“The Resurrection of Joan Ashby” by Cherise Wolas: The metaphor of reversible death suggests that the protagonist has multiple personality
I have just started this 531-page novel, which is the story of how marriage and motherhood suspend the career of a promising fiction writer.
My first question is about the title metaphor, “resurrection.” When I think of resurrection, I think of Jesus Christ. But since I doubt that either the author or the character has a God complex, the resurrection metaphor must imply something else. Why do I think it implies multiple personality?
Because the narrator says that the protagonist’s writing career is the function of a particular Joan Ashby, who is not the same as the Joan Ashby who marries and has children.
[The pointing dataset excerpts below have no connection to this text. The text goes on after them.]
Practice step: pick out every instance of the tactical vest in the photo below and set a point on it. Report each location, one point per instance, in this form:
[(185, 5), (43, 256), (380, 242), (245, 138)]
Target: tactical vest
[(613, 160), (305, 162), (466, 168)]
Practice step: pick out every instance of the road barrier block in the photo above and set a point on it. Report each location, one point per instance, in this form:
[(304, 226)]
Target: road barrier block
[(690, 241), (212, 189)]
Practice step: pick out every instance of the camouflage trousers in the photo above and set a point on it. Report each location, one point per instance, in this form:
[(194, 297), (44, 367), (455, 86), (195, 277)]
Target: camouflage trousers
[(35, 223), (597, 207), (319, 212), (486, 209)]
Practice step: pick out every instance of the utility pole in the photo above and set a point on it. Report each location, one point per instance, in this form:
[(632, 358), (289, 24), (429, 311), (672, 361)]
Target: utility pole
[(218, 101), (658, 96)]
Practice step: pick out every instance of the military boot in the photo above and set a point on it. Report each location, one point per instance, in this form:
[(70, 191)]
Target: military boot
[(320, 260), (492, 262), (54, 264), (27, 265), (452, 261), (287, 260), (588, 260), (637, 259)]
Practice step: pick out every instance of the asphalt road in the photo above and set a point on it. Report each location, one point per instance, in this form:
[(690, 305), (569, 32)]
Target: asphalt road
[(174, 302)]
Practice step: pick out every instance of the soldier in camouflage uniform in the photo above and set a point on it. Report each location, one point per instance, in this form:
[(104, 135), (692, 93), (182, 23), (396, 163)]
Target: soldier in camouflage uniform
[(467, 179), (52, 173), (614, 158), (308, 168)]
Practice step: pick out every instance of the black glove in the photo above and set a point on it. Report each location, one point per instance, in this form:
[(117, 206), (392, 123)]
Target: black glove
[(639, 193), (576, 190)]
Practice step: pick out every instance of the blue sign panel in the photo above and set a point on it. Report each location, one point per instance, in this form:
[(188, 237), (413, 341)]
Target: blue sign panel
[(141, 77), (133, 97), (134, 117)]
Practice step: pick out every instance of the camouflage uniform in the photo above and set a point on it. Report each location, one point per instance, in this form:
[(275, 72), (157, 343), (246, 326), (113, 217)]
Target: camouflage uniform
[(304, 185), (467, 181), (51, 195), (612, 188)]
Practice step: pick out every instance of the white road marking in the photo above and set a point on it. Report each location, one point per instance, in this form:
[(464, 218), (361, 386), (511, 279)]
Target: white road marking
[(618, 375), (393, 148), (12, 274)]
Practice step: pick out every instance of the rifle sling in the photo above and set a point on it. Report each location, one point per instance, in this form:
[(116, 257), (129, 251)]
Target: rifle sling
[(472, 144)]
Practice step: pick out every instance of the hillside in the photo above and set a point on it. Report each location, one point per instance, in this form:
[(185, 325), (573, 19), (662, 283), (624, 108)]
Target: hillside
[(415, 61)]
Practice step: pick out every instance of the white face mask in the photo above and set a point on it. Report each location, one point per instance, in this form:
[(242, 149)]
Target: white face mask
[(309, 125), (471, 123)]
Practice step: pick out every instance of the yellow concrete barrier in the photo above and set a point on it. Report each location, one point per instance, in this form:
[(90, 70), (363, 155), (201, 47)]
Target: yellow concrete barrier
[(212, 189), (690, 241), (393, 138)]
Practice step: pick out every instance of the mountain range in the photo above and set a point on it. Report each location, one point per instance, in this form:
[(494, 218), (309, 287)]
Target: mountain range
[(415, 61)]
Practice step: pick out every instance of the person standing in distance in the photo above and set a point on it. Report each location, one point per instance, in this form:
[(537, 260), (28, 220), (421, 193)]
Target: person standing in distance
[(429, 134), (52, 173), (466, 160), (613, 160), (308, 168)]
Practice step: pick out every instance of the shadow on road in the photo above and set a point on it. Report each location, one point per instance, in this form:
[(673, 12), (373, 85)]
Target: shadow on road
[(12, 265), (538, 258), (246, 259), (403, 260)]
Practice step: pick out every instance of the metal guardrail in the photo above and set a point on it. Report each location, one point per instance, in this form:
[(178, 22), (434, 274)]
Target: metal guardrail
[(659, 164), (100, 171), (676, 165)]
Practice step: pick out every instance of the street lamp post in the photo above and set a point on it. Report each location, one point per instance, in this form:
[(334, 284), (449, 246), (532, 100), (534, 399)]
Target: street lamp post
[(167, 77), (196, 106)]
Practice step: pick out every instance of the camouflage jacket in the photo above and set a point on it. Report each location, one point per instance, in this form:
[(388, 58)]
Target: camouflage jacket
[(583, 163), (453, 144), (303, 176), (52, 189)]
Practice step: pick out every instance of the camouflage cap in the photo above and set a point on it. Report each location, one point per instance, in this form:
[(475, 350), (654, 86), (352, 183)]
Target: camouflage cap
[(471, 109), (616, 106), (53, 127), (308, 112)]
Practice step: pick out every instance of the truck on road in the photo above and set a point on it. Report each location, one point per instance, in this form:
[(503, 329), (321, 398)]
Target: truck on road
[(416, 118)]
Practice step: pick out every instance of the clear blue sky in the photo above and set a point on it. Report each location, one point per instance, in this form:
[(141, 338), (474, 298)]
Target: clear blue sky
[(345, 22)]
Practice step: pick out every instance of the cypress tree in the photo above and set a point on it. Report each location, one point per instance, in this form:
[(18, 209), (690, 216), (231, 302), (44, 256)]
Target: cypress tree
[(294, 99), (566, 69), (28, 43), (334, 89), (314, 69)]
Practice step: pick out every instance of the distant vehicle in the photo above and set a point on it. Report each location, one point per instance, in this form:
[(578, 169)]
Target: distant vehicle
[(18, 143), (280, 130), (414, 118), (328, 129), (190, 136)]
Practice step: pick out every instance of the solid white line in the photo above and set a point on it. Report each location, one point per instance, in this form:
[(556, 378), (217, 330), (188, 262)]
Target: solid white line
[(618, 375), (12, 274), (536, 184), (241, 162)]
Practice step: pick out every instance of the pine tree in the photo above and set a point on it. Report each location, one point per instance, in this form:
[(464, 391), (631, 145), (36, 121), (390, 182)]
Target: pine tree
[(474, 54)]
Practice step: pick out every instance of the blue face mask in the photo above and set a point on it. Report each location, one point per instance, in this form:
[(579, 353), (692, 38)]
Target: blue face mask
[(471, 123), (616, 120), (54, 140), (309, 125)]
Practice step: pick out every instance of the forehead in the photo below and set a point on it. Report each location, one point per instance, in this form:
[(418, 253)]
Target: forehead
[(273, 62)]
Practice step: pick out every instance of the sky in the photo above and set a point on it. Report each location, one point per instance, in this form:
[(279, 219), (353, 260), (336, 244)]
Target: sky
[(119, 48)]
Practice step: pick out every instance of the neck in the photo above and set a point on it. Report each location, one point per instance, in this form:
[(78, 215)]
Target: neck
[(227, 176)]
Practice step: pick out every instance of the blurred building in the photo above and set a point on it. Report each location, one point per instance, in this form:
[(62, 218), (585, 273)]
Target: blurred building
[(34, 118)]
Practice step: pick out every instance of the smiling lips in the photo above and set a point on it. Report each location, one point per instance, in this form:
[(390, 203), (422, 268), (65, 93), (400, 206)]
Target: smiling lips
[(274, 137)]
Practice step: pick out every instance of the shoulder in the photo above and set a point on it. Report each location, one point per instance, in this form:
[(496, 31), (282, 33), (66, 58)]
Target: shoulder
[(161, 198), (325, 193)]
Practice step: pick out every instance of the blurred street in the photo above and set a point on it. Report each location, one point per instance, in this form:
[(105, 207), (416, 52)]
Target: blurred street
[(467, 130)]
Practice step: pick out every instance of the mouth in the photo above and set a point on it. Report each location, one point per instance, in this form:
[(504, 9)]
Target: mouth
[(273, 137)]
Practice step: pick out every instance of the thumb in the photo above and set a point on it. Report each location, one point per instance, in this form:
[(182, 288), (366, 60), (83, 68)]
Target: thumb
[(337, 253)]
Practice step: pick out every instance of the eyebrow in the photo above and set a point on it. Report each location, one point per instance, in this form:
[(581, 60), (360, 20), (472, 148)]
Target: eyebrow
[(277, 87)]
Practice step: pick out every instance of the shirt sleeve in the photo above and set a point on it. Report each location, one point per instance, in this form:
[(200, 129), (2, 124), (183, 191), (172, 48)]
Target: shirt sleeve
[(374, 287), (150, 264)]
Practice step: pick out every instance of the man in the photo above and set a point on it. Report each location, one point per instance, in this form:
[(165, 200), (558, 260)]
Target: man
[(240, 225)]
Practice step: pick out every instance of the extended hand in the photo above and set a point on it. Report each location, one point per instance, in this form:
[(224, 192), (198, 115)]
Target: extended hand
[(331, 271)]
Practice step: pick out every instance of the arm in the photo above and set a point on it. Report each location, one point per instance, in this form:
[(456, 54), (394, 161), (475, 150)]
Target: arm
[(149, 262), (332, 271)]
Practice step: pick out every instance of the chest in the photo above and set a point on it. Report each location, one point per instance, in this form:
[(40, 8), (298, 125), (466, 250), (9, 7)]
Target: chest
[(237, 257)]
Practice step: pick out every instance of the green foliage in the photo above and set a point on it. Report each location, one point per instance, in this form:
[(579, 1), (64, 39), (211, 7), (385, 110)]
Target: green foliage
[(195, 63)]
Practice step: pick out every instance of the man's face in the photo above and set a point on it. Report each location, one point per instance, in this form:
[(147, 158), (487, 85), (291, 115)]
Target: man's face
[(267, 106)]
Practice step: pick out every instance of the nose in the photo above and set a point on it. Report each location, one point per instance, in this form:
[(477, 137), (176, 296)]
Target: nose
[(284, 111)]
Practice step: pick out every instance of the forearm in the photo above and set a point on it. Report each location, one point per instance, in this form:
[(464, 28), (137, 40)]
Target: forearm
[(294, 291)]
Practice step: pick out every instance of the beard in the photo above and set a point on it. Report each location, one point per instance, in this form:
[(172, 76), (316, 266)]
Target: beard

“It was the first Joan Ashby, the realest Joan Ashby, the one who was neither wife nor mother, that she was in immediate danger of losing” (1, p. 82).
The concept of reversible “death” is often seen in people with multiple personality. Alternate personalities who have been rendered unable to come out and perform their characteristic function are often thought of, and referred to, as “dead.” But they are not dead in the ordinary, permanent sense, because they are capable of being resurrected if the forces or circumstances preventing them from coming out are neutralized.
1. Cherise Wolas. The Resurrection of Joan Ashby. New York, Flatiron Books, 2017.